Unpublish already imported entities that are no more in the server channel

Created on 22 November 2021, over 2 years ago
Updated 14 November 2023, 8 months ago

Problem/Motivation

When previously imported entity is no more in the server channel (deleted entity or entity that no more satisfies the channel filters), we cant detect this in the client

Proposed resolution

For all entries in the entity_import_status table which have the last_import lower than entity_share_cron.cron_last_run, do :

  1. Unpublish the corresponding entities
  2. Delete these import statuses (or keep them ? In this case for each cron run the same entities will be unpublished.)
✨ Feature request
Status

Needs work

Version

3.0

Component

Code

Created by

πŸ‡«πŸ‡·France alexandre.todorov

Live updates comments and jobs are added and updated live.
Sign in to follow issues

Comments & Activities

Not all content is available!

It's likely this issue predates Contrib.social: some issue and comment data are missing.

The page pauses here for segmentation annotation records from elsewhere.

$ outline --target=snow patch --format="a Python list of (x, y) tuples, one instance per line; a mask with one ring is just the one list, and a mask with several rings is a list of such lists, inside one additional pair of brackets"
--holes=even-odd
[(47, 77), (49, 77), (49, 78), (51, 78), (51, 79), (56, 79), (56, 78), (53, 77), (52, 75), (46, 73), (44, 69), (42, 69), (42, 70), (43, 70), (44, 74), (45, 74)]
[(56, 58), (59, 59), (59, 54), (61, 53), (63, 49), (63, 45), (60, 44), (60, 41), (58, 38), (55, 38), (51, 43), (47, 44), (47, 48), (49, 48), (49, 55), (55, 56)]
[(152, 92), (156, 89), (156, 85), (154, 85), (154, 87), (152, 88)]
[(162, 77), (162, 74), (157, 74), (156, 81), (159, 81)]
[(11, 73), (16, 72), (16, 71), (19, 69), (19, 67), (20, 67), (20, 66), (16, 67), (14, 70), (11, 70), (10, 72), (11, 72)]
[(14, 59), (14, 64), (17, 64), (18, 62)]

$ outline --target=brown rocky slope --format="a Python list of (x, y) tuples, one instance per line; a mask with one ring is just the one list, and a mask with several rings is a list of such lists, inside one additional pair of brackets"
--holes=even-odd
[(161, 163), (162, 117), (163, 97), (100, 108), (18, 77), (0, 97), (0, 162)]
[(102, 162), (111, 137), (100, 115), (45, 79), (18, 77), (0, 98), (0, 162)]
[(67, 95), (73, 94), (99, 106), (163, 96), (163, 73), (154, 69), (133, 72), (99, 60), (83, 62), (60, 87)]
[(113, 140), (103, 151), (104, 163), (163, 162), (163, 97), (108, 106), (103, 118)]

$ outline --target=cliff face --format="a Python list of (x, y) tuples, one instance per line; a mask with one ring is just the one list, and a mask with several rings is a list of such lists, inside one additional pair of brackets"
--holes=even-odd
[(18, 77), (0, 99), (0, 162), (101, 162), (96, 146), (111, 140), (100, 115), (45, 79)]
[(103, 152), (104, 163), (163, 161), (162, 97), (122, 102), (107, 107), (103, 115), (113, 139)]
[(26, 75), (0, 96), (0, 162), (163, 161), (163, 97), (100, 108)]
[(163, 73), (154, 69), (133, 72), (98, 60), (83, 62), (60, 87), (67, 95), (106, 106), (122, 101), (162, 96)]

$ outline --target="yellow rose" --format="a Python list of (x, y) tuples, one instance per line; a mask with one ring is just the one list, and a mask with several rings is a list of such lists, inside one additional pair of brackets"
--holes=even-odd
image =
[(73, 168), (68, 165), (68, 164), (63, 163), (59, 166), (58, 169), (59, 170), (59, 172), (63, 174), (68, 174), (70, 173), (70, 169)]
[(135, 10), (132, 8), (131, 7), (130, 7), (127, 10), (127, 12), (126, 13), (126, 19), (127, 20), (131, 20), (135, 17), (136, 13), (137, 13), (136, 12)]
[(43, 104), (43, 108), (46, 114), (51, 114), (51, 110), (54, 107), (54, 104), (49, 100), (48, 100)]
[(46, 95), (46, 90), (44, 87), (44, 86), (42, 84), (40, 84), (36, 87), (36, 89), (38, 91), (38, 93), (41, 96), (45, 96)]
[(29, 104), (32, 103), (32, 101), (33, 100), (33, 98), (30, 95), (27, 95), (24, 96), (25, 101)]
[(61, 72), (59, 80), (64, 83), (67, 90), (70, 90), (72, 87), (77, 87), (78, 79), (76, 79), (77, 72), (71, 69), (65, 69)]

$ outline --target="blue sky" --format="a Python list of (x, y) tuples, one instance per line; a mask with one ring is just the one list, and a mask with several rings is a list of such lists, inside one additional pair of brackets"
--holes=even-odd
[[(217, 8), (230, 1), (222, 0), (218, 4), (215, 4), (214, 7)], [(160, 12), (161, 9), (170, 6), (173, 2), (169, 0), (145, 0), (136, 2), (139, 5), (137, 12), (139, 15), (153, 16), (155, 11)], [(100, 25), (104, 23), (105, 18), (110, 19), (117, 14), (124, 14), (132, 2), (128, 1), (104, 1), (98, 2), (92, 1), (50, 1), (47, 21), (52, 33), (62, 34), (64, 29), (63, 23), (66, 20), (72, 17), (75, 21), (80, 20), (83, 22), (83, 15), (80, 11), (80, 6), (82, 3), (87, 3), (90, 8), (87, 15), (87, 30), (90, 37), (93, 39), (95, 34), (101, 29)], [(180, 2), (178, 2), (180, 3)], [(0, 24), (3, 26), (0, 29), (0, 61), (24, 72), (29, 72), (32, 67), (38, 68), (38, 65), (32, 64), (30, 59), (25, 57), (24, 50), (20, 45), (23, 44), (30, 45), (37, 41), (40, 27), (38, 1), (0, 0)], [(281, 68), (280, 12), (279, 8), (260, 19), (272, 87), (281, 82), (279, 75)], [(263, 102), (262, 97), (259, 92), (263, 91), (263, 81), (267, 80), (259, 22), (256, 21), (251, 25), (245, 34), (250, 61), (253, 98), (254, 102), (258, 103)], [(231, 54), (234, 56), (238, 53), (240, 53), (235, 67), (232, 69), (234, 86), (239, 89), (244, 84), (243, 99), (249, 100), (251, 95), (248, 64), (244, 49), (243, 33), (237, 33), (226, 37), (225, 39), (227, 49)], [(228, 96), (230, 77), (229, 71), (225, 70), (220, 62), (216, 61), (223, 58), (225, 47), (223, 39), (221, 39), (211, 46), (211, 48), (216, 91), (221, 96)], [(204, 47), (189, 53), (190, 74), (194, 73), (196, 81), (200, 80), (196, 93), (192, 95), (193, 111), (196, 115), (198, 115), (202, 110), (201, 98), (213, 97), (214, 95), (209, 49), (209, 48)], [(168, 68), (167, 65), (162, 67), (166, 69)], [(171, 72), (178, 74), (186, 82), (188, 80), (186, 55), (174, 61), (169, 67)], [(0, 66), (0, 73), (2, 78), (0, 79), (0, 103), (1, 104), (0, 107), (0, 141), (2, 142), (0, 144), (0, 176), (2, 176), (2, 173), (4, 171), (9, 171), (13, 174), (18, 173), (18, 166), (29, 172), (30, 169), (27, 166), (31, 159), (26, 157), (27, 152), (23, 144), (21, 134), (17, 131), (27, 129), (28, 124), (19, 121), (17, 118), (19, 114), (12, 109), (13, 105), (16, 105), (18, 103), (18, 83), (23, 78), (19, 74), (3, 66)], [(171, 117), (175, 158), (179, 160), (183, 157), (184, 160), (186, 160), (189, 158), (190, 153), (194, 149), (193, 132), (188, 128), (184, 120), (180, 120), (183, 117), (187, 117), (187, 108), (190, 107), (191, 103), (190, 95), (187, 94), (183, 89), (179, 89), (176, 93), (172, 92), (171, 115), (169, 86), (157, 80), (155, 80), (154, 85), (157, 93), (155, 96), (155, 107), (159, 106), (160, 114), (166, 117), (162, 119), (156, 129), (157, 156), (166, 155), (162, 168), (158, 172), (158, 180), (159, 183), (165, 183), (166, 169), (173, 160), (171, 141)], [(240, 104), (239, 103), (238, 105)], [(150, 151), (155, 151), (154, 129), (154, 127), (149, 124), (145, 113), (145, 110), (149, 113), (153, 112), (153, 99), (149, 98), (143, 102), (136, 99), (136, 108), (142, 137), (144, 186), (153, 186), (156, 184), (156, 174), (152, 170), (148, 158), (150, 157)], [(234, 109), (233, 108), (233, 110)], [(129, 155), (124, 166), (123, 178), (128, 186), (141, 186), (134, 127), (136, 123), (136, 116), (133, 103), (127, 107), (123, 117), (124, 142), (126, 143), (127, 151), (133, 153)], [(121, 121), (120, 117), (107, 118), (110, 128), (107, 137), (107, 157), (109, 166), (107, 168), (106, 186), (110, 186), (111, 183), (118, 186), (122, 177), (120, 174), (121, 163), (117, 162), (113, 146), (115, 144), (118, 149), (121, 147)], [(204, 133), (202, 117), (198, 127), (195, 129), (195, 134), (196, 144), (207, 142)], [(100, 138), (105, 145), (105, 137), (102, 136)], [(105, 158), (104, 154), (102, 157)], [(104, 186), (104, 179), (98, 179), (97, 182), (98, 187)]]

  • πŸ‡¨πŸ‡­Switzerland Berdir Switzerland

    I'm reopening this for now, adding a setting to make it optional and chose between deletion and unpublishing on the client.

    I'm restructured things a bit, the previous implementation assumed that the queue item it creates would not be called before this one finishes, which could actually happen if you use an alterantive queue system with multiple runners, this also simplifies it a bit as we don't need another fake-pass through into the same plugin to then create another plugin. More cleanup is necessary, this really should be an entity query for example.

    But I've hit a bit of a snag now, it is very much tied to the entity_share_cron flow and the import timestamps. So it would be tricky to implement it in a different module as those modules have no way of knowing that entity_share_cron is done.

    That said, even within this module, there is a conflict between this implementation and the SkipImported plugin, which seems crucial to efficiently handle even a medium amount of entities. That is, the last_import flag of an import status entity isn't updated if it is skipped, and then this patch would delete/unpublish it. For this to work, we need something else, we need to know if/when an entity was last *attempted* to be synced.

    I have roughly two approaches in mind:

    a) We introduce a new last_import_attempt or something field for EntityImportStatus, that is always updated, before SkipImported as a chance to skip it (or we need a way for plugins to react to an entity being skipped), preferably a bulk update to avoid hundreds of import status entity updates. Would require changes in entity_share as well and seems nicer but also a lot more work.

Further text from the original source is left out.